De weg naar deze plaat was lang en bewogen, las ik in de perstekst. Vertel.
Gertjan Van Hellemont: Met elke plaat wil ik mezelf opnieuw verbazen, maar bij de vijfde moet je al wat dieper graven om niet weer hetzelfde te maken. Sowieso merk ik dat ik in de periode na een album nog in dezelfde wereld blijf schrijven en nu was dat helemaal zo: de eerste maanden na Heart of a Mother zocht ik nog heel hard inspiratie in het rouwproces na de dood van mijn mama. De werktitel van deze plaat was We Don’t Have to Talk about It, wat uiteindelijk ook een nummer geworden is, omdat het verklankt hoe ik met het verdriet omga. Ik vind het leuk als ik bij mensen het gevoel heb dat ik er niet over hoef te praten. Mijn zus is twee jaar lang wekelijks naar een psycholoog gegaan en staat nu al een stuk verder in dat proces dan ik. Ik kruip liever op zolder om wat liedjes te schrijven terwijl iedereen me met rust laat.
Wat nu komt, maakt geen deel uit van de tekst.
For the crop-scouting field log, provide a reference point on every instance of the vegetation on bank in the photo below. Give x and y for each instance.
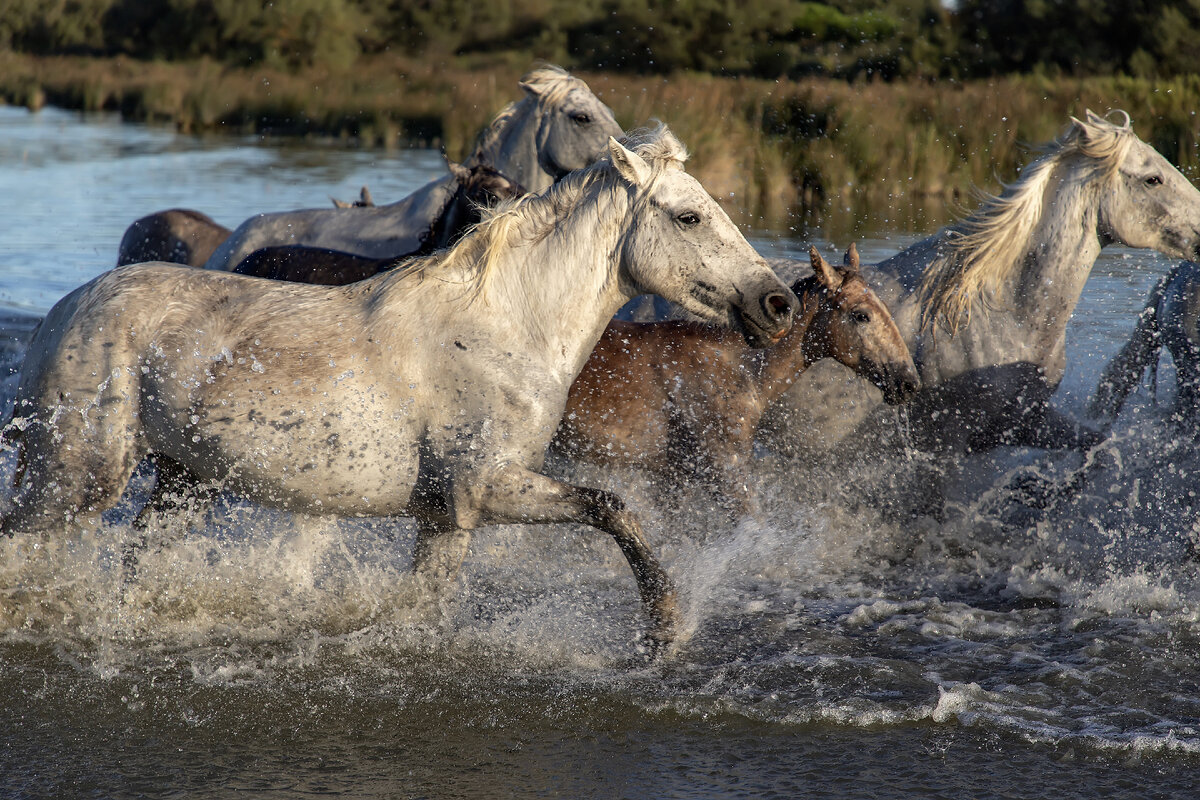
(771, 149)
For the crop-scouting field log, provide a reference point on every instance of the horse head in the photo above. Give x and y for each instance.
(681, 245)
(852, 325)
(1147, 202)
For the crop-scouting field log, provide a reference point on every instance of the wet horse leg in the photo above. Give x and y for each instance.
(175, 489)
(517, 495)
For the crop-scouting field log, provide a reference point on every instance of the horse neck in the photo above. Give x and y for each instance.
(444, 226)
(775, 367)
(562, 286)
(514, 151)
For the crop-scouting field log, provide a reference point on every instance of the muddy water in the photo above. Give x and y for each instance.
(838, 648)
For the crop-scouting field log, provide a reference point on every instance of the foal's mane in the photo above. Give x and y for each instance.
(532, 217)
(977, 254)
(551, 85)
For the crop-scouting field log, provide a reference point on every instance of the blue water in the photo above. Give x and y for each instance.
(835, 651)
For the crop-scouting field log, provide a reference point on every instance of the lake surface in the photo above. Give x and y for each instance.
(835, 651)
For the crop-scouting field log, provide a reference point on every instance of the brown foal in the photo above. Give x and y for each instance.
(684, 398)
Maar toen ik Start Again aan het maken was, voelde ik dat er in mij iets wakker werd dat ik lang kwijt ben geweest: er zit een vuur en energie in dat nummer die op Heart of a Mother afwezig was.
Kennelijk was een foto van de Brusselse fotograaf Lukas Turcksin, die uiteindelijk op de hoes van de plaat is beland, cruciaal. Wat raakte je zo aan dat beeld?
Van Hellemont: De foto is gemaakt in Japan en ik vermoed dat de ‘P-2’ die onder en naast het woord ‘Happy’ staat naar een parking verwijst. Ik wilde het precieze verhaal erachter niet kennen: ook bij muziek vind ik het fijner als het niet te concreet wordt. Het mag wat mysterieus blijven, zodat je er als luisteraar je eigen interpretatie aan kunt geven. Maar goed, dankzij die foto begon de hele puzzel in elkaar te vallen, omdat ik die ‘P-2’ als ‘part two’ las. ‘Deel 2’ houdt in dat er een ‘deel 1’ is geweest, dat iets er al eens is geweest en nu terug is. Dat is de insteek van Happy, Pt.2 geworden: ik wil weer vooruitkijken in plaats van achteruit.
Is dat van nature niet iets wat je gemakkelijk doet?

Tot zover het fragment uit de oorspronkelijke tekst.